Tutto preso dalle fiaccole che incendiavano Piazza San Pietro la sera dell'inaugurazione del concilio, ammaliato dal Papa che si annientava davanti ai suoi figli e dal suo colloquio con la folla, intenerito dal saluto ai sofferenti, dalla carezza ai bambini, dall'invito alla concordia e alla fraternità - ed è pure la conclusione del film di Nocita - il simpatico Marotta diede sfogo alla sua emozione, stato d'animo anche mio, con impetuosa tenerezza: "Sfido chiunque a udire queste parole e a non gettarsi, idealmente, con soavi lacrime, alle ginocchia del Papa".

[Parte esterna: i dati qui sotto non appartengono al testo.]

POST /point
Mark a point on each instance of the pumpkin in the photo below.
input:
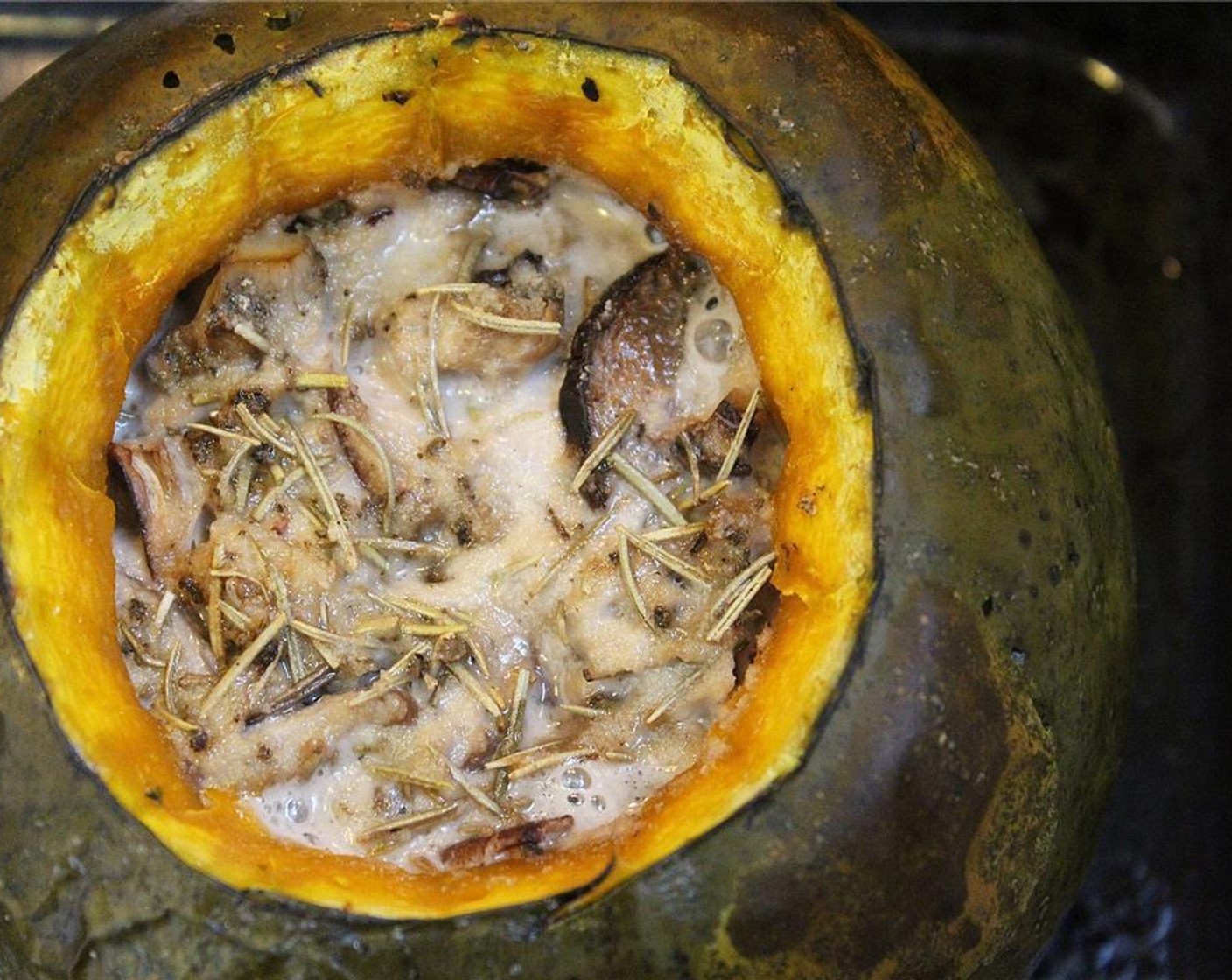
(909, 783)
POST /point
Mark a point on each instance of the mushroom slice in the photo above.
(171, 496)
(664, 340)
(524, 840)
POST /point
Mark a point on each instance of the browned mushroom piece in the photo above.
(509, 178)
(524, 840)
(653, 344)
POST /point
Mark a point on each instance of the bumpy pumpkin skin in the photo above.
(950, 796)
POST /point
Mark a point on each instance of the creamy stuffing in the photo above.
(444, 519)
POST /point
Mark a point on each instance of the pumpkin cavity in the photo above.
(452, 500)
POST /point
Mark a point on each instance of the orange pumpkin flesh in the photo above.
(422, 100)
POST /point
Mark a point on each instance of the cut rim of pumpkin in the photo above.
(377, 108)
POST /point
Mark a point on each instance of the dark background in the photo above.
(1110, 124)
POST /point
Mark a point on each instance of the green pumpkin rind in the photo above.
(950, 796)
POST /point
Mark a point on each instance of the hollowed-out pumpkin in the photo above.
(908, 786)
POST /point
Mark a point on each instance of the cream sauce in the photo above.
(531, 579)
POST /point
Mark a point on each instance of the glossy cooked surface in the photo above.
(914, 225)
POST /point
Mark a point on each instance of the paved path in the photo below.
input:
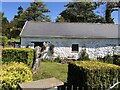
(41, 84)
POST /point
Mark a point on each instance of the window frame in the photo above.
(77, 48)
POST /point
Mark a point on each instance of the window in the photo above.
(75, 47)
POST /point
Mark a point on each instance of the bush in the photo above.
(4, 40)
(116, 59)
(92, 74)
(25, 55)
(14, 73)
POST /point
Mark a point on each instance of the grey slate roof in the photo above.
(69, 30)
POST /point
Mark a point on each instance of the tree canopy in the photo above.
(81, 12)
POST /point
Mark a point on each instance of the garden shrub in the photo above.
(92, 74)
(116, 59)
(25, 55)
(4, 40)
(14, 73)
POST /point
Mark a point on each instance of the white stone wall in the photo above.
(94, 47)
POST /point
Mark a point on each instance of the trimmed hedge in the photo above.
(14, 73)
(25, 55)
(116, 59)
(92, 74)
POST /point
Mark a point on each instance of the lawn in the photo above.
(52, 69)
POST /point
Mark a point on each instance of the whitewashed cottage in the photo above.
(70, 38)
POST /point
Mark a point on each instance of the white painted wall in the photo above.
(94, 47)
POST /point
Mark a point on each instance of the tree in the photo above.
(110, 7)
(81, 12)
(36, 12)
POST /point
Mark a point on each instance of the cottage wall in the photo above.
(63, 47)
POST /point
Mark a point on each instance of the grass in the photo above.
(52, 69)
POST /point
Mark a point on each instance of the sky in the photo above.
(10, 9)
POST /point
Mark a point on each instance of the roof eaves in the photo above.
(68, 37)
(23, 28)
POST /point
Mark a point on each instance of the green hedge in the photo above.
(14, 73)
(92, 74)
(25, 55)
(116, 59)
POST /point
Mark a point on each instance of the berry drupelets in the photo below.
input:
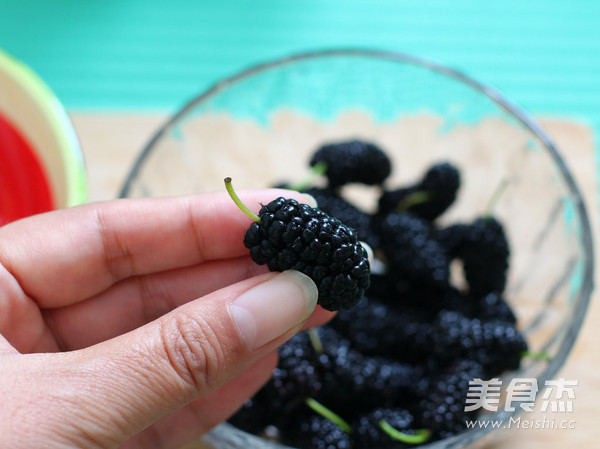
(336, 206)
(411, 252)
(427, 199)
(287, 235)
(353, 161)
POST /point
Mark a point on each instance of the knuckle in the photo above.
(193, 350)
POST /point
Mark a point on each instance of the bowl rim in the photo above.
(57, 121)
(583, 299)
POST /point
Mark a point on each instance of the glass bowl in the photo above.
(261, 126)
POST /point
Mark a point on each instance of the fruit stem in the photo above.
(328, 414)
(542, 355)
(420, 435)
(238, 202)
(495, 198)
(317, 170)
(315, 340)
(418, 197)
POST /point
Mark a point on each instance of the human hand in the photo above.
(103, 340)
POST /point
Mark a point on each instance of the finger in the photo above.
(136, 301)
(199, 417)
(96, 245)
(318, 318)
(192, 351)
(139, 300)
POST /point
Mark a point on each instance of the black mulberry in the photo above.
(353, 161)
(294, 236)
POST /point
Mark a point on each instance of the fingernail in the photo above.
(309, 199)
(270, 309)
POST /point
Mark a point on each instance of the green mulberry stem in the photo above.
(238, 202)
(420, 436)
(315, 340)
(328, 414)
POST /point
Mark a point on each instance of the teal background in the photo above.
(155, 55)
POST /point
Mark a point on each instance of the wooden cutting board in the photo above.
(111, 143)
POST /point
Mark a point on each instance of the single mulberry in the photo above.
(353, 161)
(287, 235)
(429, 198)
(411, 252)
(336, 206)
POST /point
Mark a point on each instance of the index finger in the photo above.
(65, 256)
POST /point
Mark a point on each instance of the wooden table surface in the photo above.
(111, 142)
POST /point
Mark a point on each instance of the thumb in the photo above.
(194, 350)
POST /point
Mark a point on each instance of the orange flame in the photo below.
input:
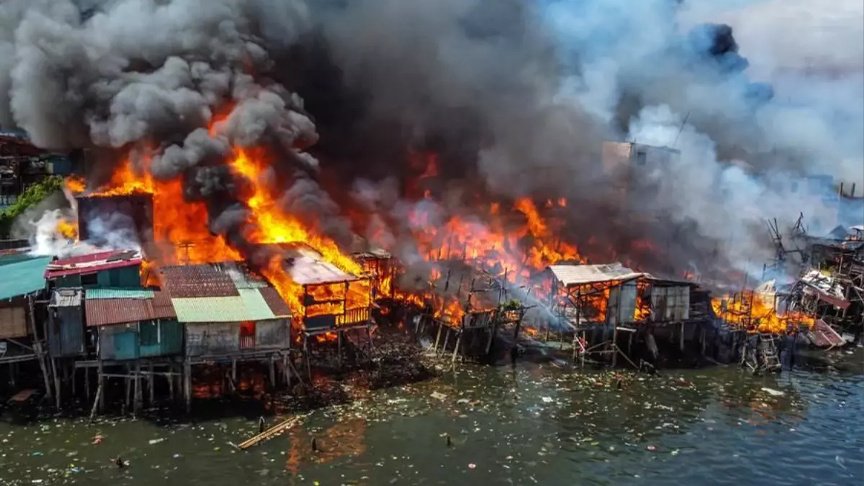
(755, 312)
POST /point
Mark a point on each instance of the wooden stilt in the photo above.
(272, 372)
(171, 383)
(437, 338)
(138, 391)
(582, 359)
(87, 384)
(456, 349)
(371, 343)
(96, 402)
(100, 380)
(37, 347)
(339, 347)
(57, 390)
(150, 388)
(307, 357)
(187, 384)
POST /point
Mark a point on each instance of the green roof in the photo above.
(117, 293)
(21, 276)
(249, 305)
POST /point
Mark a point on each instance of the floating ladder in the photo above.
(770, 357)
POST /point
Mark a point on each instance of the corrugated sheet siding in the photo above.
(272, 334)
(66, 331)
(118, 342)
(13, 322)
(119, 293)
(119, 277)
(212, 338)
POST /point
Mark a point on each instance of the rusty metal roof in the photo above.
(249, 305)
(206, 280)
(274, 301)
(103, 312)
(92, 263)
(66, 298)
(588, 274)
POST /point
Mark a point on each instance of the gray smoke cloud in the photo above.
(516, 97)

Giovedì 11 settembre scorso, similmente impressionato, avrei voluto trovarmi solo, guardarmi dentro e d'attorno, balbettare grazie a Papa Giovanni, ai personaggi del film, a Salvatore Nocita e ai suoi collaboratori e a quanti altri hanno lavorato e lavorano nell'immenso cantiere della costruzione o ricostruzione della città dell'uomo, disegnata dall'Onnipotente, abilitati a infondere certezza che "nei campi dei poveri c'è cibo in abbondanza" (Proverbi 13, 23); vi cresce e matura il pane della vita, della religione, del servizio disinteressato, delle intenzioni incontaminate; il pane confezionato da donne e uomini, la più parte ignoti e ignorati, che percorrono i solchi della storia con mani disarmate e cuori ardenti di misericordia e amore; credenti e professanti preparati a percorrere il ventunesimo secolo, gli occhi rivolti alla stella polare del concilio, come raccomandava nel suo testamento Giovanni Paolo ii; disponibili, in stretta comunione con il successore di Pietro a cooperare - l'ha affermato Benedetto XVI - al rinnovamento della Chiesa, alla riforma delle sue strutture, all'aggiornamento della liturgia, le tre iniziali proposte dell'assise ecumenica, la cui attuazione ridonderà di sicuro a beneficio dell'intera famiglia umana.